Интуиция не раз выручала Акрамова, точнее, его больных, попадавших к нему на операционный стол. Он ограждал их от такого рода неприятностей, которых, казалось, никак не должно быть, но которые внезапно возникали. Однако тут же, нарвавшись на точное, молниеносное противодействие хирурга, вынуждены были ретироваться. И больше не высовывать носа. Ибо Акрамов всегда был готов его прищемить. Что ж, болезнь, как изворотливый, коварный противник, отыскивает наиболее уязвимые места для нападения, а то, глядишь, атакует и по всему фронту, пока не удастся ее нейтрализовать полностью.
Еще с утра того памятно черного дня в душу Акрамова вошла тревога. Ему предстояла сложная операция язвы двенадцатиперстной кишки. Болезнь была давней, запущенной и он продумывал различные варианты, чтобы не допустить ее послеоперационных осложнений. Саму тревогу он воспринимал как предупреждение о таящейся опасности и заранее прикидывал, что и как он будет делать.
– Ты бы хоть чай попил спокойно, без спешки, – с легкой укоризной говорила мать. – Все у тебя дела, дела, дома почти не бываешь. А хмуришься-то с утра чего? Трудный у тебя хлеб, сынок, ох, трудный.
– Извини, операция через три часа, – Эрнст встал из-за стола, поцеловал мать и заторопился к выходу. А она осталась стоять, невысокая, сухонькая, с печальными глазами, смотрящими ему вослед. Уже закрывая дверь, он увидел, как к ней подошла Рая, его старшая сестра, и стала маму о чем-то спрашивать.
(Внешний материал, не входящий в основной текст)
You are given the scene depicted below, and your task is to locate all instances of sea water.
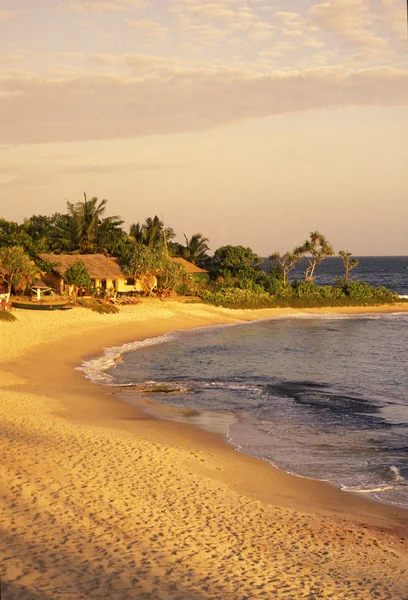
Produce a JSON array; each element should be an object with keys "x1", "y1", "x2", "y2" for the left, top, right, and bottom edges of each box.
[{"x1": 82, "y1": 256, "x2": 408, "y2": 506}]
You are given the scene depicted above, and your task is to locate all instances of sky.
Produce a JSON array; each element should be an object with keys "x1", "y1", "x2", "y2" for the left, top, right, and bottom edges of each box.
[{"x1": 0, "y1": 0, "x2": 408, "y2": 256}]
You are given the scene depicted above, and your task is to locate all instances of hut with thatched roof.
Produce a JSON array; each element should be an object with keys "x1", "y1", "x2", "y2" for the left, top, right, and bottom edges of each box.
[
  {"x1": 40, "y1": 254, "x2": 147, "y2": 294},
  {"x1": 40, "y1": 254, "x2": 207, "y2": 294},
  {"x1": 171, "y1": 256, "x2": 208, "y2": 275}
]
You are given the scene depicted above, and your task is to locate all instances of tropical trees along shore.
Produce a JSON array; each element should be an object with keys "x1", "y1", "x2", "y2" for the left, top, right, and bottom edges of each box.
[{"x1": 0, "y1": 194, "x2": 395, "y2": 306}]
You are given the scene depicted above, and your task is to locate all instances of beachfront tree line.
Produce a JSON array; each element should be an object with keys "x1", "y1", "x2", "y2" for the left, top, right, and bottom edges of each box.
[{"x1": 0, "y1": 195, "x2": 392, "y2": 306}]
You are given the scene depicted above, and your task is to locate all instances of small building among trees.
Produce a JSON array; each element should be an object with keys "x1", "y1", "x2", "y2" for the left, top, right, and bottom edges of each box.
[{"x1": 40, "y1": 254, "x2": 143, "y2": 294}]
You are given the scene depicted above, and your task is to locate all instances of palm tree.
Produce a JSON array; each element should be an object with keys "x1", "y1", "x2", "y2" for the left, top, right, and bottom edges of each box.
[
  {"x1": 129, "y1": 215, "x2": 176, "y2": 248},
  {"x1": 183, "y1": 233, "x2": 210, "y2": 264},
  {"x1": 61, "y1": 194, "x2": 123, "y2": 254}
]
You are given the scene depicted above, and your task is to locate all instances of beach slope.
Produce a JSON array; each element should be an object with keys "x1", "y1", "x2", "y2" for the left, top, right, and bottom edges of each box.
[{"x1": 0, "y1": 301, "x2": 408, "y2": 600}]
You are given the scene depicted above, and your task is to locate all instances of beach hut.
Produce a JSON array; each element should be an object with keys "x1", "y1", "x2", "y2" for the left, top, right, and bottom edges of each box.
[
  {"x1": 40, "y1": 254, "x2": 155, "y2": 294},
  {"x1": 171, "y1": 256, "x2": 208, "y2": 279},
  {"x1": 31, "y1": 279, "x2": 52, "y2": 302}
]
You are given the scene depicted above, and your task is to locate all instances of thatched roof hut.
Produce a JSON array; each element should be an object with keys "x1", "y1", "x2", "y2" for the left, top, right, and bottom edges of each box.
[
  {"x1": 171, "y1": 256, "x2": 208, "y2": 275},
  {"x1": 40, "y1": 254, "x2": 124, "y2": 280}
]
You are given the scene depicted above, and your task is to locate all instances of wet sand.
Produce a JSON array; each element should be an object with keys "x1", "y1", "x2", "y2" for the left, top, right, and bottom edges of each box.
[{"x1": 0, "y1": 301, "x2": 408, "y2": 600}]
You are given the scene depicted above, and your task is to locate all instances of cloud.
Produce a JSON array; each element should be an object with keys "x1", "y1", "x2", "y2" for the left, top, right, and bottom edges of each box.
[
  {"x1": 0, "y1": 54, "x2": 27, "y2": 64},
  {"x1": 0, "y1": 10, "x2": 27, "y2": 23},
  {"x1": 381, "y1": 0, "x2": 407, "y2": 45},
  {"x1": 126, "y1": 19, "x2": 169, "y2": 38},
  {"x1": 58, "y1": 159, "x2": 190, "y2": 176},
  {"x1": 63, "y1": 0, "x2": 147, "y2": 13},
  {"x1": 0, "y1": 60, "x2": 408, "y2": 144},
  {"x1": 309, "y1": 0, "x2": 387, "y2": 48}
]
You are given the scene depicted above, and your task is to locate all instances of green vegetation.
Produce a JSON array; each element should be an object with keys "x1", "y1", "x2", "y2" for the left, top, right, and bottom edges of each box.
[
  {"x1": 0, "y1": 194, "x2": 397, "y2": 312},
  {"x1": 77, "y1": 298, "x2": 119, "y2": 315},
  {"x1": 64, "y1": 260, "x2": 93, "y2": 304},
  {"x1": 0, "y1": 246, "x2": 39, "y2": 292},
  {"x1": 0, "y1": 310, "x2": 17, "y2": 322}
]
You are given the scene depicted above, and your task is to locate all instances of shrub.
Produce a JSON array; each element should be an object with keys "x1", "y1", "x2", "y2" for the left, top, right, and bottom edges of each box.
[{"x1": 0, "y1": 310, "x2": 17, "y2": 323}]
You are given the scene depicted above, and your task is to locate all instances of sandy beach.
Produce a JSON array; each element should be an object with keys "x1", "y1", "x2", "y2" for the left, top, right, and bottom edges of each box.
[{"x1": 0, "y1": 300, "x2": 408, "y2": 600}]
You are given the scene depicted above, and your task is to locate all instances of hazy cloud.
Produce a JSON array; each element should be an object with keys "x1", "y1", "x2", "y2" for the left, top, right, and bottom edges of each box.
[
  {"x1": 309, "y1": 0, "x2": 387, "y2": 47},
  {"x1": 381, "y1": 0, "x2": 407, "y2": 45},
  {"x1": 126, "y1": 19, "x2": 169, "y2": 37},
  {"x1": 0, "y1": 54, "x2": 27, "y2": 64},
  {"x1": 0, "y1": 65, "x2": 408, "y2": 143},
  {"x1": 63, "y1": 0, "x2": 148, "y2": 12},
  {"x1": 0, "y1": 10, "x2": 27, "y2": 23}
]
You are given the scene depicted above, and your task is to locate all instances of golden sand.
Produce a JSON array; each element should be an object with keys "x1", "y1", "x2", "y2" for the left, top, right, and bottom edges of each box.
[{"x1": 0, "y1": 301, "x2": 408, "y2": 600}]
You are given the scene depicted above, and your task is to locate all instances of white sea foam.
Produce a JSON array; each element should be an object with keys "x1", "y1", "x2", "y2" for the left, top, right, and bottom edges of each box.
[{"x1": 77, "y1": 332, "x2": 176, "y2": 385}]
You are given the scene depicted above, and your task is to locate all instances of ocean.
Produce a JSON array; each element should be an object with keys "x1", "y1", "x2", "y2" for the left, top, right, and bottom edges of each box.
[{"x1": 81, "y1": 257, "x2": 408, "y2": 506}]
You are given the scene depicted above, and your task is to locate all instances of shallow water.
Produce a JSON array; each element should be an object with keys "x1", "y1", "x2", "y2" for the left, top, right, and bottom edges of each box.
[{"x1": 80, "y1": 314, "x2": 408, "y2": 505}]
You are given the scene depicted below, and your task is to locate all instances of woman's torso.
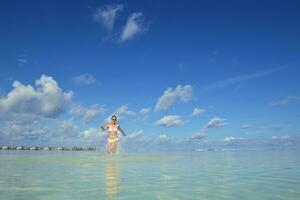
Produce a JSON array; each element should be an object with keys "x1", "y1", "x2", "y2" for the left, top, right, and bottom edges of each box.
[{"x1": 107, "y1": 124, "x2": 119, "y2": 139}]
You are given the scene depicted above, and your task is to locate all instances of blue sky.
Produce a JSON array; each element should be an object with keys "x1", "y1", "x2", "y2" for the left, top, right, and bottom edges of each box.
[{"x1": 0, "y1": 1, "x2": 300, "y2": 149}]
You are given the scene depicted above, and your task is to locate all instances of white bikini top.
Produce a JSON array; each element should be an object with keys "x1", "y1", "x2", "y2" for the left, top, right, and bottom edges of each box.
[{"x1": 107, "y1": 126, "x2": 118, "y2": 132}]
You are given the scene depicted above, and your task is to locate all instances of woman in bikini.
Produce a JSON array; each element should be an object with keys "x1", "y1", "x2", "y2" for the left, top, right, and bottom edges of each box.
[{"x1": 101, "y1": 115, "x2": 126, "y2": 153}]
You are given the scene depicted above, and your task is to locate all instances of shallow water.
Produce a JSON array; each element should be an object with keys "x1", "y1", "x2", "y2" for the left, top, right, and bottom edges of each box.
[{"x1": 0, "y1": 150, "x2": 300, "y2": 200}]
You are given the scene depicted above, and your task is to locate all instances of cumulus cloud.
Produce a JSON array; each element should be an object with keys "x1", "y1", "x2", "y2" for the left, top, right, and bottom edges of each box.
[
  {"x1": 155, "y1": 85, "x2": 193, "y2": 112},
  {"x1": 188, "y1": 131, "x2": 206, "y2": 141},
  {"x1": 192, "y1": 108, "x2": 206, "y2": 116},
  {"x1": 73, "y1": 73, "x2": 96, "y2": 85},
  {"x1": 0, "y1": 75, "x2": 72, "y2": 118},
  {"x1": 70, "y1": 104, "x2": 104, "y2": 122},
  {"x1": 138, "y1": 108, "x2": 151, "y2": 116},
  {"x1": 126, "y1": 130, "x2": 144, "y2": 140},
  {"x1": 241, "y1": 124, "x2": 253, "y2": 129},
  {"x1": 120, "y1": 12, "x2": 145, "y2": 42},
  {"x1": 156, "y1": 115, "x2": 184, "y2": 127},
  {"x1": 206, "y1": 117, "x2": 225, "y2": 128},
  {"x1": 53, "y1": 120, "x2": 80, "y2": 139},
  {"x1": 269, "y1": 96, "x2": 300, "y2": 106},
  {"x1": 156, "y1": 134, "x2": 171, "y2": 143},
  {"x1": 204, "y1": 68, "x2": 282, "y2": 91},
  {"x1": 93, "y1": 4, "x2": 123, "y2": 32}
]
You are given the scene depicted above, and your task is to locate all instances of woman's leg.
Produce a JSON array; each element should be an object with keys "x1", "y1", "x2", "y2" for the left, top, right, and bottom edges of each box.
[{"x1": 110, "y1": 141, "x2": 118, "y2": 153}]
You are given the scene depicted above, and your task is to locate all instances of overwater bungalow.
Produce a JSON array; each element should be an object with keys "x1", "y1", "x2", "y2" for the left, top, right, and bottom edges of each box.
[{"x1": 72, "y1": 147, "x2": 83, "y2": 151}]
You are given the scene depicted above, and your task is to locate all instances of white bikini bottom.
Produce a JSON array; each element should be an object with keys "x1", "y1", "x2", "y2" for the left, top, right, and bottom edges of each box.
[{"x1": 107, "y1": 138, "x2": 119, "y2": 143}]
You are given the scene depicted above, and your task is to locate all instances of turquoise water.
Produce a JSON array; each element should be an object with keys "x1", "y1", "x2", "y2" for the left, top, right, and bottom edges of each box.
[{"x1": 0, "y1": 150, "x2": 300, "y2": 200}]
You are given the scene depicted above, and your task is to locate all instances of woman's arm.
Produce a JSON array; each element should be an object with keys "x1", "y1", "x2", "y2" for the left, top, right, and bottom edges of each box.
[
  {"x1": 100, "y1": 124, "x2": 108, "y2": 131},
  {"x1": 118, "y1": 126, "x2": 126, "y2": 136}
]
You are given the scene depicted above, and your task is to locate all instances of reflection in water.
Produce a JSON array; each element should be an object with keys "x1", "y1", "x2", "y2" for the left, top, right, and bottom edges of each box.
[{"x1": 105, "y1": 160, "x2": 119, "y2": 199}]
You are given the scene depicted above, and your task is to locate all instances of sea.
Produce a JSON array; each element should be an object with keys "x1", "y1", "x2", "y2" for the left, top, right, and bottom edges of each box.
[{"x1": 0, "y1": 149, "x2": 300, "y2": 200}]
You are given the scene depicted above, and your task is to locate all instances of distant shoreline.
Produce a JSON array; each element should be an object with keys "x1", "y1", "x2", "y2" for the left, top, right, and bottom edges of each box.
[{"x1": 0, "y1": 146, "x2": 96, "y2": 151}]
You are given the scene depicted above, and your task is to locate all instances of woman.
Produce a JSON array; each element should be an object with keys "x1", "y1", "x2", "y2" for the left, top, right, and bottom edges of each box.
[{"x1": 101, "y1": 115, "x2": 126, "y2": 153}]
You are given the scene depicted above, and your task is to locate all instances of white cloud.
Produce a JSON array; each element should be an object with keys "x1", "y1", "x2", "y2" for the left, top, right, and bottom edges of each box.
[
  {"x1": 156, "y1": 115, "x2": 184, "y2": 127},
  {"x1": 269, "y1": 96, "x2": 300, "y2": 106},
  {"x1": 53, "y1": 120, "x2": 80, "y2": 139},
  {"x1": 120, "y1": 12, "x2": 145, "y2": 42},
  {"x1": 126, "y1": 130, "x2": 144, "y2": 140},
  {"x1": 157, "y1": 134, "x2": 171, "y2": 143},
  {"x1": 73, "y1": 73, "x2": 96, "y2": 85},
  {"x1": 93, "y1": 4, "x2": 123, "y2": 32},
  {"x1": 206, "y1": 117, "x2": 225, "y2": 128},
  {"x1": 188, "y1": 130, "x2": 206, "y2": 141},
  {"x1": 138, "y1": 108, "x2": 151, "y2": 116},
  {"x1": 204, "y1": 68, "x2": 282, "y2": 91},
  {"x1": 241, "y1": 124, "x2": 253, "y2": 129},
  {"x1": 155, "y1": 85, "x2": 193, "y2": 112},
  {"x1": 192, "y1": 108, "x2": 206, "y2": 116},
  {"x1": 115, "y1": 105, "x2": 136, "y2": 118},
  {"x1": 105, "y1": 104, "x2": 136, "y2": 122},
  {"x1": 0, "y1": 75, "x2": 72, "y2": 118},
  {"x1": 70, "y1": 104, "x2": 104, "y2": 122}
]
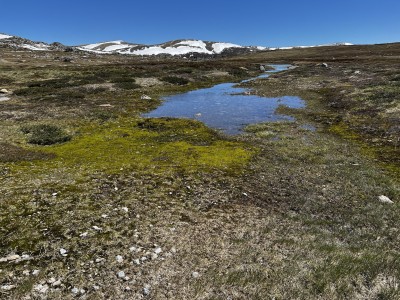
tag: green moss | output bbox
[30,119,255,173]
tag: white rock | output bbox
[140,95,151,100]
[6,254,21,261]
[143,284,151,296]
[47,277,56,284]
[378,195,394,204]
[1,284,15,291]
[52,279,61,287]
[118,271,125,278]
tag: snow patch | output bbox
[21,44,49,51]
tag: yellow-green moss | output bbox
[20,119,255,173]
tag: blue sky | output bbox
[0,0,400,47]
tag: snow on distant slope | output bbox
[21,43,49,51]
[77,40,253,56]
[213,43,243,54]
[0,33,13,40]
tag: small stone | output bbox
[118,271,125,278]
[60,248,68,256]
[1,284,15,291]
[140,95,151,100]
[6,254,21,261]
[143,284,151,296]
[52,280,61,287]
[47,277,56,284]
[378,195,394,204]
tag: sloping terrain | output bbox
[0,40,400,299]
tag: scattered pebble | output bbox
[118,271,125,278]
[140,95,151,100]
[52,280,61,287]
[1,284,15,291]
[143,284,151,296]
[378,195,394,204]
[47,277,56,284]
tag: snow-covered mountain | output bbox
[77,40,266,56]
[0,33,352,57]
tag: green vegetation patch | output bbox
[39,118,255,172]
[21,124,71,145]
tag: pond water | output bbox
[143,65,304,135]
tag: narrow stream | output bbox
[143,65,304,135]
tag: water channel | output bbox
[143,65,305,135]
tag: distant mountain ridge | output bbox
[0,33,352,57]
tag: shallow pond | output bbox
[143,65,304,135]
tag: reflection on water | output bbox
[144,65,304,135]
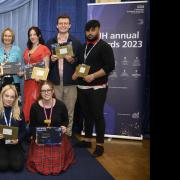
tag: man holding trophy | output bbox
[47,15,82,136]
[73,20,115,157]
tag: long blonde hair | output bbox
[0,84,20,120]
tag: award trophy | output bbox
[55,44,74,59]
[36,127,62,145]
[0,62,22,76]
[24,61,45,80]
[0,125,18,140]
[76,64,90,78]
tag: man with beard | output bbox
[72,20,115,157]
[47,15,82,137]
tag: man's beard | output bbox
[86,34,99,42]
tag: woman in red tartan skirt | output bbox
[27,81,75,175]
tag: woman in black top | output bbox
[27,81,74,175]
[0,85,25,171]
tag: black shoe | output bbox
[92,145,104,157]
[74,140,92,148]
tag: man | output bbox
[73,20,115,157]
[47,15,82,136]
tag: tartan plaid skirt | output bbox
[26,135,75,175]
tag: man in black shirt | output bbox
[73,20,115,157]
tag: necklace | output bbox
[42,99,53,127]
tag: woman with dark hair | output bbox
[23,26,51,123]
[27,81,74,175]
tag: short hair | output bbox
[85,19,101,31]
[57,15,71,24]
[1,28,15,44]
[37,80,56,101]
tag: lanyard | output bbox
[3,112,12,127]
[42,100,53,125]
[28,52,31,65]
[84,39,100,62]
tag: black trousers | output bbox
[78,88,108,143]
[0,144,25,171]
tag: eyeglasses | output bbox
[41,89,52,93]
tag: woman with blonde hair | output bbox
[0,85,25,171]
[0,27,22,93]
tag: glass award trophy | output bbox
[0,62,22,76]
[36,127,62,145]
[0,125,19,140]
[24,61,45,80]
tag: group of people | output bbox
[0,15,115,175]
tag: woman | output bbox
[0,85,25,171]
[27,81,74,175]
[23,26,51,123]
[0,28,22,93]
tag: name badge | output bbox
[59,48,67,54]
[5,139,13,144]
[44,119,51,124]
[3,128,12,135]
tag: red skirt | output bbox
[26,135,75,175]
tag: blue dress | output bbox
[0,45,22,83]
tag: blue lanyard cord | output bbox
[3,112,12,127]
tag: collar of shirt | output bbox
[86,39,99,45]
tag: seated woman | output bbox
[27,81,74,175]
[0,85,25,171]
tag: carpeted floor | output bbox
[0,140,114,180]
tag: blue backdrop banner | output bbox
[88,1,147,140]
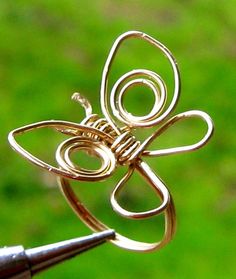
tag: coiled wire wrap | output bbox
[9,31,213,252]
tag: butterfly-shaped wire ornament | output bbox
[9,31,213,254]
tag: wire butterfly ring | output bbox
[9,31,213,254]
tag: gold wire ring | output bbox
[9,31,213,252]
[58,164,176,252]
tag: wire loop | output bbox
[8,31,213,252]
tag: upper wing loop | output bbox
[100,31,180,134]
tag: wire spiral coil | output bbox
[9,31,213,252]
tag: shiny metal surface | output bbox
[9,31,214,252]
[0,230,115,279]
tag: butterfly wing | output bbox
[8,120,116,181]
[140,110,214,156]
[100,31,180,133]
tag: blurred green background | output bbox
[0,0,236,279]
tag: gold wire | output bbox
[8,31,214,252]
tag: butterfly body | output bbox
[9,31,213,252]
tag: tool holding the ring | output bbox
[0,230,115,279]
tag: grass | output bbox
[0,0,236,279]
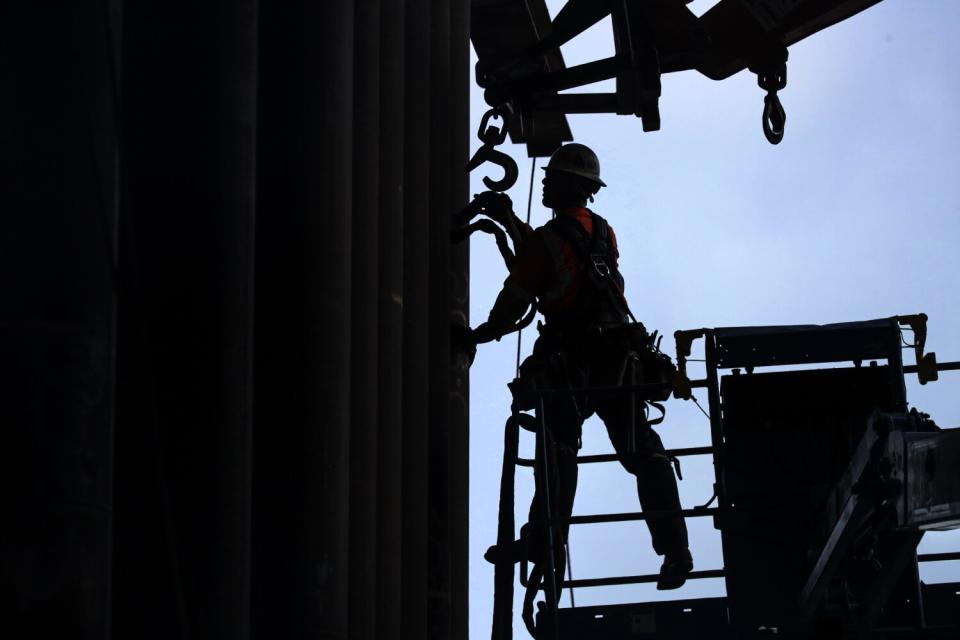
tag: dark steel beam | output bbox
[517,447,714,467]
[441,0,471,638]
[253,0,354,638]
[550,507,721,526]
[399,0,433,640]
[349,0,381,640]
[430,0,456,640]
[560,569,727,589]
[370,2,407,638]
[114,0,259,639]
[903,362,960,373]
[917,551,960,562]
[0,1,121,640]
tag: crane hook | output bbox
[464,144,520,191]
[464,107,520,192]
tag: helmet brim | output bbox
[540,167,607,187]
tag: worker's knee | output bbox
[619,452,670,477]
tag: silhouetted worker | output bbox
[455,144,693,589]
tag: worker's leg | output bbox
[597,396,688,555]
[529,390,583,562]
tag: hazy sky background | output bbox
[470,0,960,639]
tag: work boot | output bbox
[657,549,693,591]
[483,538,527,565]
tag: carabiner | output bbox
[763,91,787,144]
[477,107,507,147]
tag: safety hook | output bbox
[477,107,507,147]
[464,144,520,191]
[763,91,787,144]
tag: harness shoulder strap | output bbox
[546,216,592,258]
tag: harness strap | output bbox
[547,211,636,322]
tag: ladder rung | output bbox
[917,551,960,562]
[530,378,707,395]
[517,447,713,467]
[550,507,720,526]
[903,362,960,373]
[540,569,726,589]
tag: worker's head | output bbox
[543,142,607,209]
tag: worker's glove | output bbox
[474,191,514,226]
[450,324,477,365]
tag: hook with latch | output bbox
[750,48,787,144]
[464,107,520,191]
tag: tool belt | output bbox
[509,322,678,411]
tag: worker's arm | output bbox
[473,278,531,344]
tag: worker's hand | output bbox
[474,191,514,226]
[450,324,477,365]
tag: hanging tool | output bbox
[750,46,788,144]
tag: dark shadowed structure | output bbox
[0,0,470,639]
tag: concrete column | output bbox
[114,0,257,639]
[401,0,434,640]
[253,0,354,639]
[0,1,119,640]
[350,0,389,640]
[376,2,406,638]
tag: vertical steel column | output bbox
[350,0,380,640]
[446,0,471,638]
[115,0,257,639]
[427,0,454,640]
[253,0,354,640]
[703,330,727,510]
[371,2,405,638]
[400,0,434,640]
[0,1,119,640]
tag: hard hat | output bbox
[543,142,607,187]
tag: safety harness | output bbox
[545,211,637,324]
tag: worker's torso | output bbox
[511,208,625,326]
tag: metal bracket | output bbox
[673,329,707,400]
[896,313,939,384]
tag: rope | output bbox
[514,157,537,378]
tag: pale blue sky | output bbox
[470,0,960,638]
Что-то сжалось, защемило внутри, но он отнес это к предстоящей работе и, сосредоточившись, принялся мысленно прикидывать, что же необходимо ему будет проделать в операционной.
Воображение у Акрамова было натренировано, полностью подвластно ему и служило как бы лабораторией для апробации тех или иных его хирургических действий. Иногда он создавал в воображении эскизы, но чаще – целостные картины будущей операции. Для того чтобы представлять все это в деталях, как в реальности, понадобились годы упорного труда не только в операционной, но прежде всего в анатомичке, где физиология человека изучалась им наглядно, с превеликой тщательностью. Институт институтом, считал он, это, конечно, база, и все же каждый последующий день должен прибавлять врачу знаний, умения освобождать людей от болезней.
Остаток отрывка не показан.